A similar poll conducted last April showed that 54 percent of Coloradans approved of legal pot.
Quinnipiac polls voters in three states considered to be key in presidential elections: Iowa, Virginia and Colorado. A majority of voters in Virginia also support legalized marijuana, with 54 percent in favor. Iowa was split on the issue, with 47 percent on either side.
In all three states, those polled supported medical marijuana by a margin of 10 to 1, Quinnipiac found.
"Voters in Colorado, Iowa and Virginia often disagree about the big issues of the day taxes, government spending, gay marriage and abortion. Yet there is one thing that they pretty much agree upon across state lines medicinal pot," said Peter A. Brown, assistant director of the Quinnipiac Poll.
"Young people overwhelmingly favor legalized marijuana, while older folks are not so high on its recreational use," Brown said. "But there is very little gender gap in these three states.

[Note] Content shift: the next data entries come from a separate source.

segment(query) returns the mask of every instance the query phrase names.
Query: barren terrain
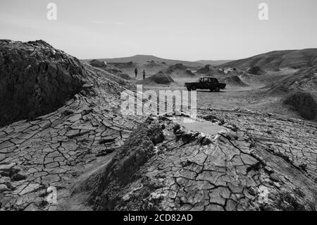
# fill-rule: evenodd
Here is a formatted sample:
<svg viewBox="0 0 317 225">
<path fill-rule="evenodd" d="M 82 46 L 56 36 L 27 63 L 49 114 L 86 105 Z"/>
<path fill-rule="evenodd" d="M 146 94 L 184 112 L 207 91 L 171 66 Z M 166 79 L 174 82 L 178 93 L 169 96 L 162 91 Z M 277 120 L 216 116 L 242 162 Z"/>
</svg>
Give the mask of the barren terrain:
<svg viewBox="0 0 317 225">
<path fill-rule="evenodd" d="M 227 83 L 197 91 L 188 125 L 185 114 L 120 108 L 125 91 L 135 104 L 148 102 L 135 97 L 140 78 L 133 78 L 134 63 L 94 66 L 43 41 L 0 48 L 1 96 L 10 99 L 0 111 L 1 210 L 316 210 L 316 117 L 285 102 L 315 116 L 314 68 L 199 74 L 154 66 L 147 79 L 163 73 L 175 83 L 144 89 L 182 90 L 201 75 Z"/>
</svg>

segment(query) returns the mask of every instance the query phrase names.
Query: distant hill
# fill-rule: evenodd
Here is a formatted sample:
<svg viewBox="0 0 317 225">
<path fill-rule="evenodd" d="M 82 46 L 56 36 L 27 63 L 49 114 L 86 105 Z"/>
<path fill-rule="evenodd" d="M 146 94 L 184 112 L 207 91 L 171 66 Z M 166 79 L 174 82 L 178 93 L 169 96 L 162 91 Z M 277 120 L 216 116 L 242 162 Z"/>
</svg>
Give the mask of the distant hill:
<svg viewBox="0 0 317 225">
<path fill-rule="evenodd" d="M 261 68 L 300 68 L 317 66 L 317 49 L 273 51 L 252 57 L 230 61 L 221 67 L 246 68 L 251 66 Z"/>
<path fill-rule="evenodd" d="M 182 63 L 188 67 L 197 67 L 204 66 L 203 63 L 199 62 L 189 61 L 182 61 L 182 60 L 173 60 L 167 59 L 156 57 L 151 55 L 135 55 L 130 57 L 123 57 L 123 58 L 113 58 L 113 59 L 99 59 L 99 60 L 104 61 L 107 63 L 128 63 L 132 61 L 137 63 L 143 63 L 150 61 L 166 63 L 167 65 L 175 65 L 178 63 Z M 91 59 L 85 59 L 85 61 L 89 61 Z"/>
<path fill-rule="evenodd" d="M 223 63 L 228 63 L 232 60 L 199 60 L 197 63 L 199 63 L 204 65 L 211 65 L 213 66 L 217 66 Z"/>
</svg>

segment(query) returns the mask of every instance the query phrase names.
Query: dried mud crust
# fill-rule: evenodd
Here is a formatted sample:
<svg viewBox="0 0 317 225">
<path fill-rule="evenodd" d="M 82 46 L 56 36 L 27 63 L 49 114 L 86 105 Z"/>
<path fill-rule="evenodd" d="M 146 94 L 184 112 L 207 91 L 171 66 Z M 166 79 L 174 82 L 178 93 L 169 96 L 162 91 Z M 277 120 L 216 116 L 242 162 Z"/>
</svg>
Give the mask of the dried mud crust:
<svg viewBox="0 0 317 225">
<path fill-rule="evenodd" d="M 147 120 L 94 177 L 103 181 L 87 181 L 96 188 L 89 203 L 106 210 L 316 209 L 316 181 L 303 167 L 263 147 L 244 125 L 213 118 L 224 128 L 213 136 L 185 130 L 165 117 Z M 158 127 L 164 138 L 154 145 L 149 129 Z M 142 141 L 133 141 L 137 137 Z M 121 182 L 116 173 L 124 162 L 136 162 L 130 150 L 144 142 L 147 159 Z"/>
</svg>

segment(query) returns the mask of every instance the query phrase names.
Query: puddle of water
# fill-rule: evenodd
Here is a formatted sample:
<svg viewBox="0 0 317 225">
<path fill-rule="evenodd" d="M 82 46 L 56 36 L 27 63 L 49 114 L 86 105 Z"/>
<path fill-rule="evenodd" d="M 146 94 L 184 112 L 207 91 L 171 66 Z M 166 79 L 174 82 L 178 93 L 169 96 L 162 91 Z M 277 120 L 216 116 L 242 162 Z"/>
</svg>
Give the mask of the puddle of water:
<svg viewBox="0 0 317 225">
<path fill-rule="evenodd" d="M 216 123 L 212 123 L 207 121 L 199 121 L 184 116 L 175 116 L 173 120 L 181 126 L 183 126 L 186 130 L 197 130 L 201 133 L 216 135 L 218 132 L 224 129 L 224 127 Z"/>
</svg>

Although about half of more voters across the three states support legalization of marijuana for personal use, very few voters say they would partake in it."
Eighteen percent of voters say they've tried marijuana since it became legal on Jan. 1, 2014.
Other results in Quinnipiac's poll show that 52 percent of Coloradans approve of Gov. John Hickenlooper and that 46 percent approve of the job Sen. Michael Bennet is doing. Forty-six percent of voters approve of the job Sen. Cory Gardner is doing.
Mile high state.
Should say, all the interlopers from California approve of smoking dope and screwing up everywhere they go.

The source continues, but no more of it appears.